日経MJの2022年上期ヒット商品番付にものっている「ヤクルト1000/Y1000」。2021年から驚異的な売上を記録しているようで、その数1日120万本だとか。人口から考えると日本人の1パーセントが毎日買っている商品になります。なかなかえげつない数字です。

メインとなるターゲットはビジネスマンで、ストレス緩和や睡眠の質向上といった効果・効能があるようで、そういった健康面のメリットが購入意欲を高めている要因だと思われます。それを支える乳酸菌シロタ株の臨床試験の結果や高密度、高菌数であるといった根拠も顧客の信頼を得るものと当然なっていることでしょう。

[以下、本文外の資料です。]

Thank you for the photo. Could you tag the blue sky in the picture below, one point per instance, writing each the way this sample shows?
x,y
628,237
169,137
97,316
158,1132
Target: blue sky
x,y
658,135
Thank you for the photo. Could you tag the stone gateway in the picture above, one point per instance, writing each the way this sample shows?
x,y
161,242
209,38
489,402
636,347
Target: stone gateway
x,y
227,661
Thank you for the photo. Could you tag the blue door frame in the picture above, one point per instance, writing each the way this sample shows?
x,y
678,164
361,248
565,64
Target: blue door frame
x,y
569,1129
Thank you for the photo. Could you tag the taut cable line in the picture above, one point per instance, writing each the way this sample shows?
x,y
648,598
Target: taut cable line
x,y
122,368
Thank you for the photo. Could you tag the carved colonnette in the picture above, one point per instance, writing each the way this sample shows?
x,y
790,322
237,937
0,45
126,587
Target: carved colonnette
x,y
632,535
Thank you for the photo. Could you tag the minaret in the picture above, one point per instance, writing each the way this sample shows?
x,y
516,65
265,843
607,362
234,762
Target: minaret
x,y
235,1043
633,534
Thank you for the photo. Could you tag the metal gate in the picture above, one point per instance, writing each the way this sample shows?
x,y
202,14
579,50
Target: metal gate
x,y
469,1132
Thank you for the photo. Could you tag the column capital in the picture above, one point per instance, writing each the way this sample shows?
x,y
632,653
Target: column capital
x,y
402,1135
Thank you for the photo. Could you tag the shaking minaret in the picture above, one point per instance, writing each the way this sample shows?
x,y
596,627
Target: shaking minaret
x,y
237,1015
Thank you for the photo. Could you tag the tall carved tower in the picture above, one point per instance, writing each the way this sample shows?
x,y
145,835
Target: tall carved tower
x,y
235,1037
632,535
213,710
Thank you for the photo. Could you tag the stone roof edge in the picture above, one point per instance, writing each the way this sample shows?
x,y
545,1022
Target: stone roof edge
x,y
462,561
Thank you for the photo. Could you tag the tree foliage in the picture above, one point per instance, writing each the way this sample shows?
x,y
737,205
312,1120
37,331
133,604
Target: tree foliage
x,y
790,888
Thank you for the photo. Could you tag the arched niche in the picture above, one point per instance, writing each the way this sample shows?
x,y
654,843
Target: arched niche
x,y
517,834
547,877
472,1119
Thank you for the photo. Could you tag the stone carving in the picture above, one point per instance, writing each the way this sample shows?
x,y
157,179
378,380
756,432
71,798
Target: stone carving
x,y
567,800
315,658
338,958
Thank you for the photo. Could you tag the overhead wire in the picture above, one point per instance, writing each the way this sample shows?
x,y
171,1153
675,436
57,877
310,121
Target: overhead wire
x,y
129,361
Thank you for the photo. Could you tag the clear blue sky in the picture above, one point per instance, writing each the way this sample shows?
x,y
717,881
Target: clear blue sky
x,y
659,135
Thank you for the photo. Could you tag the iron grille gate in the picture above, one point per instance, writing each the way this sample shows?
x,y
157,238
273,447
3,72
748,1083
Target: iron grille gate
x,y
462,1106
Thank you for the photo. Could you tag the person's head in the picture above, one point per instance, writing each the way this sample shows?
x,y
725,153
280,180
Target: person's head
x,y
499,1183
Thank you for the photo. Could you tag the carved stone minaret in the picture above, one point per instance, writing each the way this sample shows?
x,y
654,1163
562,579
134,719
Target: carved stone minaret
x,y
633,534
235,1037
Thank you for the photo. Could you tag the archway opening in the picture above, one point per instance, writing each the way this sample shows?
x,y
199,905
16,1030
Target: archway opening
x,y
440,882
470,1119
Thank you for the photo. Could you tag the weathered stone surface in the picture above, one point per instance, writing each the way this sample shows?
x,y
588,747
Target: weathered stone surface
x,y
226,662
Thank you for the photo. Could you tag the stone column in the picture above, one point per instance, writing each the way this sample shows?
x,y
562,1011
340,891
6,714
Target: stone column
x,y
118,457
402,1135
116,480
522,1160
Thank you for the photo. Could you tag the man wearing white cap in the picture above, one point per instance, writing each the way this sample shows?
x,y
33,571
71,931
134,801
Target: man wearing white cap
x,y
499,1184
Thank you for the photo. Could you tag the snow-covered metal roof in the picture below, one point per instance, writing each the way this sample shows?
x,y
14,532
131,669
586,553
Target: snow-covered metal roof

また、大人向けであることから甘さを抑え、且つ容量は通常のヤクルトより少し多いサイズとしており、

「ヤクルトだと甘すぎる」
「ヤクルトはおいしいが容量が少ない」
といった大人にとってネガティブになりかねない要因を取り除いていることも開発段階で間違いなく考慮されている部分かと思います。

どのように販売をすすめたのか?


超絶ヒットのヤクルト1000

販売の戦術としても最初はヤクルトレディによる販売のみ、またエリアを絞ってテスト的に販売していくなど慎重に、段階を経て市場の情報を集めて活かす方法も見事にハマったようです。

このように商品として機能やシーンを含めたコンセプトがしっかり立って、マーケティングの展開も丁寧に進めてヒットしたヤクルト1000ですが、ヒットも爆発的なものとなっています。
では、この進め方が爆発を引き起こすことが可能だったのでしょうか?
あくまで、ニュース・記事になっている部分しかわからないので、もっと様々なこともやっているのだろうとは思いつつも、何か生活者の心理、インサイトの視点でヤクルト1000が爆発的に売れている理由はないのかなと考えてみたくなりました。
(ちなみに、タレントのマツコさんがTVのバラエティ番組で紹介したり、トップYoutuberのヒカキンさんがヤクルト1000について動画をあげていたりとそれなりに話題となる要素もつまってはいるようです)


ヤクルト1000はヤクルトとして飲まれている?

いきなり何言ってるんだという見出しですが。。
ヤクルトは日本で多くの人が知っています。全く知らない人を探すほうが困難でしょう。
なぜ知っているかというと、幼少期のおいしいジュースという位置づけで多くの家庭では子供に飲ませるのにちょうどいい飲料という確固たるポジションを確立していることが大きいのではないでしょうか。

だれもが子供の頃に飲んだ経験があるヤクルト

子供の時に飲んでますよね

もちろん私もありますし、甘さとわずかながらの乳酸菌の酸味が合わさっておいしい記憶があります。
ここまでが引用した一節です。